MHCLG: Planning appeals could be ‘cut’ by five months

Announced proposals could reduce time taken to decide appeals from 47 to 26 weeks.


MHCLG have announced proposals to reduce the amount of time taken to decide on ‘the most contentious’ planning cases by up to five months, giving house builders and local communities more say on when decisions will be made.

Bridget Rosewell CBE said the average time to decide a planning appeal inquiry could be slashed from an average of 47 weeks to around 26 weeks.

On the proposals, Communities Secretary Rt Hon James Brokenshire MP said ‘speeding up’ these decisions can help government achieve its ambition of delivering 300,000 homes each year by the mid-2020s.

The wide-ranging review concluded outdated administrative processes and poor IT infrastructure were unnecessarily holding up cases, with the report also suggesting that a lack of ‘suitably qualified’ inspectors was also hampering efforts to set up inquiry hearings on time.

A total of 22 recommendations have been made in the report, including that of committing the Planning Inspectorate to introducing a new online portal for the submission of inquiry appeals, to setting out a strategy for recruiting additional inspectors so inquiries can be scheduled sooner.

The Planning Inspectorate will prepare an implementation plan which will set out precisely how it will deliver these recommendations.

The ‘Rosewell Review’ is part of the government’s programme of reforms and targeted investment to ensure the delivery of 300,000 new homes a year by the mid-2020s.

On her report, Mrs Bridget Rosewell CBE said: “It’s critical that all parts of the planning system contribute towards the efficient delivery of the homes we need as well as the refusal of those which don’t meet our high standards.

“My review found, with commitment for all involved, that speeding up inquiries can be achieved through straightforward reforms, shaving months off the current time it takes for inspectors to make a decision.
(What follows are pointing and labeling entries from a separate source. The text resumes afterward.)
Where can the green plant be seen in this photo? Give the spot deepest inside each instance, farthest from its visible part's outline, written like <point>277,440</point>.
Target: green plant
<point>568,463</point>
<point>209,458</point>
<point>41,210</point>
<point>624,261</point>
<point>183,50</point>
She added: “I’m pleased my report has been welcomed by the government and the Planning Inspectorate and look forward to seeing these changes being implemented.”

Further providing comment, Communities Secretary Rt Hon James Brokenshire MP said: “Planning appeal inquiries have held up development and kept communities waiting in limbo – 47 weeks on average is far too long to wait for a decision on something so important as a proposal for new development.

“That’s why I welcome Bridget’s diligent work over the last six months, which has produced a fantastic report and provided us with a clear direction of travel on how we can ensure the appeals inquiry process is fit for purpose.

“Reducing the time it takes to secure crucial decisions ensures the delivery of more homes, in the right places, and will help us reach our ambition of 300,000 new homes a year by the mid-2020s.”